Atraída por vantagens materiais, parte da comunidade científica faz das pesquisas um meio para aumentar o fosso entre ricos e pobres. Para travar a mercantilização do saber, é preciso proibir as patentes sobre a vida.
Rafael Evangelista
Na Índia, a ONG Research Foundation for Science, Technology and Ecology (Fundação para a Pesquisa em Ciência, Tecnologia e Ecologia), cujo líder é a física e activista Vandana Shiva, trava uma dura batalha judicial para fazer com que o seu país conteste a patente concedida à Monsanto relativa ao trigo indiano. A disputa é mais um caso emblemático de biopirataria, um termo criado pela própria Shiva para designar a nova modalidade de roubo colonial feito pelos países do Norte sobre os países do Sul.
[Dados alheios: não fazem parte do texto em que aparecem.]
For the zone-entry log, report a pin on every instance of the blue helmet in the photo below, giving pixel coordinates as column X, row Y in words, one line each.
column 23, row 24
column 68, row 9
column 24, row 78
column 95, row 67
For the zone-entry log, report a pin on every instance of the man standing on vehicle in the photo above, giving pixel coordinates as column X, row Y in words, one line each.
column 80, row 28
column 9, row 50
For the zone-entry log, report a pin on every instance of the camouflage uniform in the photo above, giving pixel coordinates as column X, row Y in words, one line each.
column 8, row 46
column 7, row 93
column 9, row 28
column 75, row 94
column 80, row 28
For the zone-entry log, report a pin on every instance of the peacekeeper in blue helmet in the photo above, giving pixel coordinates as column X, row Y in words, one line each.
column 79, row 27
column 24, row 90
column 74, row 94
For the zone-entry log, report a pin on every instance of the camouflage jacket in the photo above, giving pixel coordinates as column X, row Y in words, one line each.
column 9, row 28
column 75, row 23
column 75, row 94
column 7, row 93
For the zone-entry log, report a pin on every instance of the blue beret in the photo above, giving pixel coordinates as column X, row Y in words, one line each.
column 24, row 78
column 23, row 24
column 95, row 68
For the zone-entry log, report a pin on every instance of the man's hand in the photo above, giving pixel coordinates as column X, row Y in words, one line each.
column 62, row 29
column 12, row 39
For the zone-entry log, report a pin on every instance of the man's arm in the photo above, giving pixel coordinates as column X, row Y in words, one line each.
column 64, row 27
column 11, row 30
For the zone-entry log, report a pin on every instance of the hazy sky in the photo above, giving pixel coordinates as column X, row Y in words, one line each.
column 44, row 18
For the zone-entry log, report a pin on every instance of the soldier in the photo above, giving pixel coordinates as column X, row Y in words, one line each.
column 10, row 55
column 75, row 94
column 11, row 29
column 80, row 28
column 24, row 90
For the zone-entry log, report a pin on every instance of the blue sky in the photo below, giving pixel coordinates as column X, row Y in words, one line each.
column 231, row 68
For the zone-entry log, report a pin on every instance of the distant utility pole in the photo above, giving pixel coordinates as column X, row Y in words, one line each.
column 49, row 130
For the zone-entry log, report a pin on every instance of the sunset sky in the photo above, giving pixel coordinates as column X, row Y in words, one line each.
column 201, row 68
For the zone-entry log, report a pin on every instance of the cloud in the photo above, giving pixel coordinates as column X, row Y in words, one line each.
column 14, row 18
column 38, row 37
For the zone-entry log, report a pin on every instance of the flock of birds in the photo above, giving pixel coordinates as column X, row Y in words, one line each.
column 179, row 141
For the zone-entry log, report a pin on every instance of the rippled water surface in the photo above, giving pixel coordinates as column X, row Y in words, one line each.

Os agentes dessa empreitada são as multinacionais de biotecnologia. Mas só podem fazer isso usando, como parceira, parte da comunidade científica.
Aproveitando-se da imagem favorável que a ciência e a classe científica, em geral, gozam no mundo, as multinacionais foram hábeis ao integrar boa parte de ambas, de maneira direta ou indireta, nos seus quadros. O instrumento principal utilizado para isso foram as patentes, principalmente as patentes sobre organismos vivos. Há quase dez anos, firmou-se na Organização Mundial do Comércio (OMC) o acordo TRIPS (Trade-Related Aspects of Intellectual Property Rights, Acordo para o Comércio de Propriedade Intelectual). Este acordo abriu um espaço para que os países regulamentassem as patentes sobre a vida e estabeleceu um duro sistema de controlo da produção científica em escala mundial. Esse controlo permitiu à indústria tecnológica uma explosão das suas margens de lucro.
O que se viu, na verdade, foi o desenvolvimento de um cenário polarizado. De um lado, prémios oferecidos ao desenvolvimento de certas linhas de pesquisa, enriquecimento rápido de uma nova classe de pesquisadores-empresários, lucros gigantescos gerados pelo patente sobre plantas. Do outro: a crescente desconfiança relativamente à segurança de certos alimentos, contratos leoninos que empobrecem pequenos agricultores, longos e custosos processos em tribunais internacionais, desrespeito da opinião pública, lacunas na informação passada aos consumidores.